Après l’attaque par balles de mardi, Netanyahou a déclaré :

« Nous avons prouvé ces derniers mois que nous nous vengions de tous les assassins sans exception. »

Itamar Ben-Gvir – le ministre d’ultra-extrême droite de la sécurité en Israël, et faiseur de roi dans la coalition conflictuelle actuellement au pouvoir sous Netayahou – s’est rendu sur les lieux de l’attaque à Eli. Il a exigé que le Premier ministre et le ministre de la Défense Yoav Galant lancent une opération militaire de grande envergure

« et qu’ils reprennent la politique d’assassinats ciblés en Cisjordanie ».
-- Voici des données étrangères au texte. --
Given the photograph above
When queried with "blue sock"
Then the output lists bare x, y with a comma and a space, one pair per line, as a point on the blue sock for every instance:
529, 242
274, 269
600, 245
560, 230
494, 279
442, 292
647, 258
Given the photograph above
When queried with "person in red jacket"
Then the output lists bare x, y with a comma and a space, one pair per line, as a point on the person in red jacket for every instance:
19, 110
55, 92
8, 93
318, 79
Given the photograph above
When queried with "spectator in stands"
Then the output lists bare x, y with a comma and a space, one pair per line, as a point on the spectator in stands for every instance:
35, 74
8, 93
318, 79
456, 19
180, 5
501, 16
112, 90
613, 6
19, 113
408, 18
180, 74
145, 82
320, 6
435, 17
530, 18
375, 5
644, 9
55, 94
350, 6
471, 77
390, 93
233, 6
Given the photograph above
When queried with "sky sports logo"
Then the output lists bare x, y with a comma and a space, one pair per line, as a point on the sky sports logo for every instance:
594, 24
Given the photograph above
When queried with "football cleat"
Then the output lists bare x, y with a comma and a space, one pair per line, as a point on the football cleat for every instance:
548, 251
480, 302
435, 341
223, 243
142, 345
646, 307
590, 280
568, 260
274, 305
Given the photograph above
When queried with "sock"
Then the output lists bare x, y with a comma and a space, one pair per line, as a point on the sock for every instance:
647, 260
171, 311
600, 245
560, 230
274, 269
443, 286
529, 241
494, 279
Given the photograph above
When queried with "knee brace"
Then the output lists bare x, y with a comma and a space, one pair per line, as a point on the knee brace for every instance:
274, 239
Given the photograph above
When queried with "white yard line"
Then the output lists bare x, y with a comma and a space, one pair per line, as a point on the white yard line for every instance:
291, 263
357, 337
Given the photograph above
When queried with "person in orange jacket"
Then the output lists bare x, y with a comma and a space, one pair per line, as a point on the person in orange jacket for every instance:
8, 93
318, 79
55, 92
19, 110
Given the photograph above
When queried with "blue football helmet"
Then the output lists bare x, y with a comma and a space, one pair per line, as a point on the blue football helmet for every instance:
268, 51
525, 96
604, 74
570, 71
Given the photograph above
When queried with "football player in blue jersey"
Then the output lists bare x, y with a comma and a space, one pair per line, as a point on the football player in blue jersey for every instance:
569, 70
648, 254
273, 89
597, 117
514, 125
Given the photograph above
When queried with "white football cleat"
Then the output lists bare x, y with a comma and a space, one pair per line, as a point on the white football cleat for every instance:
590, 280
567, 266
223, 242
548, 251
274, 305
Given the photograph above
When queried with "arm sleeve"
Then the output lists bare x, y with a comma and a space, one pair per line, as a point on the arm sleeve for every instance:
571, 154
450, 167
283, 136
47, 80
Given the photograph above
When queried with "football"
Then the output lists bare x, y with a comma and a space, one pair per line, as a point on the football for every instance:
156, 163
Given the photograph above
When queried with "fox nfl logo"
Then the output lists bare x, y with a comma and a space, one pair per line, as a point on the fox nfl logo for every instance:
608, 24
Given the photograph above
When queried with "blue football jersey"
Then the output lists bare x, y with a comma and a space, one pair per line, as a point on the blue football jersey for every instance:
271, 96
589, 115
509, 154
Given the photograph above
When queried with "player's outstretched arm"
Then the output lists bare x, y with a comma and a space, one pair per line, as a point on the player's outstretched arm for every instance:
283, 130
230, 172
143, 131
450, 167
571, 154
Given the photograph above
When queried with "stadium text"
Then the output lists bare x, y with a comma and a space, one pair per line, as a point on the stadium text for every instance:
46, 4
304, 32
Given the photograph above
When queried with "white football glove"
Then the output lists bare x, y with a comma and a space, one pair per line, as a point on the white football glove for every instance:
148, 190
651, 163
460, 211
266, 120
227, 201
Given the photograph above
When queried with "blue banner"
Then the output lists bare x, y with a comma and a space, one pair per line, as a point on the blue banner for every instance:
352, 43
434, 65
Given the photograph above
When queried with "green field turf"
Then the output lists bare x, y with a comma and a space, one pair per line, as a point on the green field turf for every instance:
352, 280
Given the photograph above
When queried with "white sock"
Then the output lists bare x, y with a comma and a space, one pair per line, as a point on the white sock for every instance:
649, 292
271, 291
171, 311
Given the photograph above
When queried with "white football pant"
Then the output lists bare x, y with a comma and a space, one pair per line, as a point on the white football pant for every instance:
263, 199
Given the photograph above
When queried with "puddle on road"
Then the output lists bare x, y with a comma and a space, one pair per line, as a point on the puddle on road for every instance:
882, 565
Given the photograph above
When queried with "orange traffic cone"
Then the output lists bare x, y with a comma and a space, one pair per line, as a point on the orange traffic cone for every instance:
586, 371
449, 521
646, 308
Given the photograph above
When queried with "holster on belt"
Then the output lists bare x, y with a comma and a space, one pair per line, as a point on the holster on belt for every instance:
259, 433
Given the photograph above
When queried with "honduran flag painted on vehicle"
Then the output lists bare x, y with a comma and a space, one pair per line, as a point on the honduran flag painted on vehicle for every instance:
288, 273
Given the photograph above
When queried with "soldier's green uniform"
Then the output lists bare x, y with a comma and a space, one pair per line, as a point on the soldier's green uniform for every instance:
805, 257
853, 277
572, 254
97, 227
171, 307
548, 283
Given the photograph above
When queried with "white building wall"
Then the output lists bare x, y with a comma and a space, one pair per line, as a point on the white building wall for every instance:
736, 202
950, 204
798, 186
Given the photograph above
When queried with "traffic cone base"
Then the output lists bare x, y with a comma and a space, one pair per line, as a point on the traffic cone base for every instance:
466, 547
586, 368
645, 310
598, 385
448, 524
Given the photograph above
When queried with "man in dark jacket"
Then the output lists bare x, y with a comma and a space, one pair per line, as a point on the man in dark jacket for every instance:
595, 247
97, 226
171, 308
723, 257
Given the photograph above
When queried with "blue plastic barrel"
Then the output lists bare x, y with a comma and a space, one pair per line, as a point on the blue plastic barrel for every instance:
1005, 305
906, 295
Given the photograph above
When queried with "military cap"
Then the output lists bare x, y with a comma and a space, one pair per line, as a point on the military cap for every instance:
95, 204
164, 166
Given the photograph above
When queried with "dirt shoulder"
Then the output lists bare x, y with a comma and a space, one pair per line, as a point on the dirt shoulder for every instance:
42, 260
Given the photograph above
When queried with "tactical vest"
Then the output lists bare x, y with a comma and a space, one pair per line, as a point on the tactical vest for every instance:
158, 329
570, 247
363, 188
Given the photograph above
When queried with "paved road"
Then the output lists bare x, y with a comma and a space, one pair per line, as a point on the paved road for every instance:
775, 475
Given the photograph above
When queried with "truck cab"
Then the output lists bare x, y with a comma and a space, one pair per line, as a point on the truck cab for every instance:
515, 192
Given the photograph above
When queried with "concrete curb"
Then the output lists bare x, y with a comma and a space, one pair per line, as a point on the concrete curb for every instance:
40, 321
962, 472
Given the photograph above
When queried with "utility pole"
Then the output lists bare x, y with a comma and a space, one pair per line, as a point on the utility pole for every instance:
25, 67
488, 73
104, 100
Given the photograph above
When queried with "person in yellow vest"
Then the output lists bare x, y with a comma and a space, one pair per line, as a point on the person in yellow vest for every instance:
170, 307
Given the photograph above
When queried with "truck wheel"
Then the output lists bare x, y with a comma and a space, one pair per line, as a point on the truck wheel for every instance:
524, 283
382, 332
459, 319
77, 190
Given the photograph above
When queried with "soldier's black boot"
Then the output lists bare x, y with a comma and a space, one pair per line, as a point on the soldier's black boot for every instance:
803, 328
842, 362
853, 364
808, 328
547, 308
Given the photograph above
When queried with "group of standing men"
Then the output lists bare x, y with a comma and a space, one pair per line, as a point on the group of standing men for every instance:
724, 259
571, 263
Netanyahou était déjà sous une pression à la hausse afin de lancer une opération militaire à l’issue d’un raid d’arrestation routinier à Jénine, lundi, et qui a tourné mal, avec des combattants de la résistance qui ont immobilisé des véhicules militaires à l’aide de puissants engins explosifs improvisés. Israël a déployé un hélicoptère d’attaque en Cisjordanie pour la première fois depuis 20 ans afin d’évacuer ses soldats blessés au cours du raid.
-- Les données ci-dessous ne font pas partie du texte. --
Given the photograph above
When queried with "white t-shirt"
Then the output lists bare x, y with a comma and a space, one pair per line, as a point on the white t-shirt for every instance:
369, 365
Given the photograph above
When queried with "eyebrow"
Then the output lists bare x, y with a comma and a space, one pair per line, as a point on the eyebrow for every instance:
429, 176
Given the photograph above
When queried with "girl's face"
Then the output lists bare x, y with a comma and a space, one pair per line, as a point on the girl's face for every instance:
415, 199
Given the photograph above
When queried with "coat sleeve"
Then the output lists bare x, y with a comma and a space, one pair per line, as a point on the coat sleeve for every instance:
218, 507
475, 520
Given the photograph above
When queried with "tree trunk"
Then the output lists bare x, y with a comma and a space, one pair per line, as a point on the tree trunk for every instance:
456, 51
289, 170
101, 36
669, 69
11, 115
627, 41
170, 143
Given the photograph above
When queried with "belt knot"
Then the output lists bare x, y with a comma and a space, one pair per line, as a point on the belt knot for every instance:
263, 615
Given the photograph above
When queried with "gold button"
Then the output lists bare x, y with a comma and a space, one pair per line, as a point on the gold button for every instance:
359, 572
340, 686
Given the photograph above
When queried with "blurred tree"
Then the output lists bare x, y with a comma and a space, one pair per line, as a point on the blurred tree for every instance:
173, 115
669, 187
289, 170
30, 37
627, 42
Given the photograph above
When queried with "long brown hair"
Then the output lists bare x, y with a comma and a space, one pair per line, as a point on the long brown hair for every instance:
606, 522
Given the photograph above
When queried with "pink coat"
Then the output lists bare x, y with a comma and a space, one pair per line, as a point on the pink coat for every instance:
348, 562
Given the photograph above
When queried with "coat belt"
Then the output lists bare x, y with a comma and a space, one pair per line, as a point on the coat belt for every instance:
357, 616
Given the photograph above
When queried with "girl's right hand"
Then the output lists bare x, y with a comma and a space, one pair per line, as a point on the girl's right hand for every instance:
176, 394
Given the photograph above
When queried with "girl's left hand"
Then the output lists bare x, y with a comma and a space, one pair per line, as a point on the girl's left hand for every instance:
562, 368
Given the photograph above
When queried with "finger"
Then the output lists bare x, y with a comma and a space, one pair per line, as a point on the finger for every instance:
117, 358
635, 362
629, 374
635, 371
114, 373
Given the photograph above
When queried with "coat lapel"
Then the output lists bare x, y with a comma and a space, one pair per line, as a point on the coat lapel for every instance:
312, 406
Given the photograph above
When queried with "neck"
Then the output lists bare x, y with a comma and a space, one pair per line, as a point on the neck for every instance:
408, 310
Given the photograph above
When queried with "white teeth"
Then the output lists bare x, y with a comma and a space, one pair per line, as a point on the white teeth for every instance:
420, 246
Mais bien avant le raid de lundi à Jénine, des membres de la coalition d’extrême droite de Netanyahou, dont un grand nombre de colons, avaient exigé une réponse encore plus dure à la résistance palestinienne. Netanyahou avait capitulé face à ces appels lorsqu’Israël avait assassiné plusieurs personnalités de haut rang du Djihad islamique à Gaza le mois dernier, ce qui avait débouché sur plusieurs jours de tirs transfrontaliers intenses et des douzaines de tués.

 

Une « réponse naturelle » au raid de Jénine

Tant le Djihad islamique que le Hamas ont bien accueilli l’attaque par balles de mardi et l’ont caractérisée comme une réponse naturelle au raid meurtrier de Jénine.
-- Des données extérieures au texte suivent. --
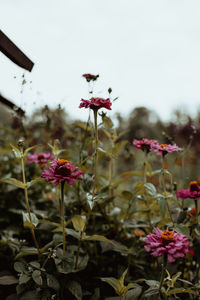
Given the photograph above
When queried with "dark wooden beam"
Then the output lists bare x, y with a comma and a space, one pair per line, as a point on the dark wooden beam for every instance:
14, 53
12, 106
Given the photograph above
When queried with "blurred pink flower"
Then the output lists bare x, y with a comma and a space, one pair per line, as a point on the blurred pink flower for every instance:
40, 158
145, 144
60, 171
90, 77
96, 103
163, 149
192, 192
174, 244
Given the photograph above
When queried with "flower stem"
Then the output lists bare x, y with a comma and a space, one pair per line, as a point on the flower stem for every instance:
63, 218
162, 274
164, 187
96, 153
197, 210
27, 202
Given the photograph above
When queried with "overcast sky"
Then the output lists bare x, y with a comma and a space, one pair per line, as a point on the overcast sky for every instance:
148, 51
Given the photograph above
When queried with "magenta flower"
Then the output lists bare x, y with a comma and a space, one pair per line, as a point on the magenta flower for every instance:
145, 144
174, 244
96, 103
163, 149
40, 158
90, 77
192, 192
60, 171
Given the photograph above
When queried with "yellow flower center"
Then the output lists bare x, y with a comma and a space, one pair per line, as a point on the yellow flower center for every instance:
194, 186
61, 162
167, 235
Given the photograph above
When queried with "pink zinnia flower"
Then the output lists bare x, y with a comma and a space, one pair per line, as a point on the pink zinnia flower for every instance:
145, 144
90, 77
192, 192
174, 244
96, 103
40, 158
163, 149
60, 171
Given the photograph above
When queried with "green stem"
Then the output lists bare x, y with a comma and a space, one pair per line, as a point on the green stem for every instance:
197, 210
27, 202
164, 187
146, 196
63, 218
96, 153
162, 274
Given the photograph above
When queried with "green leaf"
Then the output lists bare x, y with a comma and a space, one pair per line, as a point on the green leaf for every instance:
36, 275
14, 182
26, 220
97, 237
52, 282
24, 278
8, 280
182, 229
29, 149
79, 222
75, 289
20, 267
181, 290
113, 282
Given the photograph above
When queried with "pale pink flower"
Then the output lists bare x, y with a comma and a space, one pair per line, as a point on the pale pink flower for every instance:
145, 144
163, 149
173, 244
90, 77
41, 158
60, 171
192, 192
96, 103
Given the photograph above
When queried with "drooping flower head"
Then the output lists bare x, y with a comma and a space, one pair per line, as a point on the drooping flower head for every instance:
171, 243
90, 77
96, 103
62, 170
193, 192
163, 149
145, 145
41, 159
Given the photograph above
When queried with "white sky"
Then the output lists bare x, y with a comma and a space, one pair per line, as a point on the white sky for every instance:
148, 51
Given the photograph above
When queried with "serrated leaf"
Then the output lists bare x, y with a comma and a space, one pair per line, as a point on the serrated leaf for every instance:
97, 237
78, 222
20, 267
75, 289
14, 182
27, 222
8, 280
Cinq Palestiniens avaient été tués dans ce raid, au cours duquel les forces israéliennes avaient rencontré une résistance acharnée.

Un sixième Palestinien, Amjad al-Jais, 48 ans, est mort mardi des blessures qu’il avait subies au cours du raid.

Al-Jais avait été abattu par un sniper israélien alors qu’il tentait de reprendre ses enfants à l’école, a expliqué son frère aux médias. L’un de ses fils, Wasim, 16 ans, était mort après avoir été abattu par les soldats israéliens au cours d’un précédent raid à Jénine, le 26 janvier.

Douze Palestiniens avaient été tués durant ce raid ou avaient succombé à leurs blessures quelques jours plus tard.

Mardi également, Naser Sinan, 55 ans, est mort de ses blessures après avoir reçu une balle israélienne dans la tête lors d’un raid contre Jénine, le 22 mai. Les médias palestiniens ont dit que Sinan était le père de six enfants.

Près de 170 Palestiniens ont été tués par la police, les soldats et les colons israéliens depuis le début de l’année, ou sont morts des suites de blessures encourues plus tôt, selon les estimations de The Electronic Intifada.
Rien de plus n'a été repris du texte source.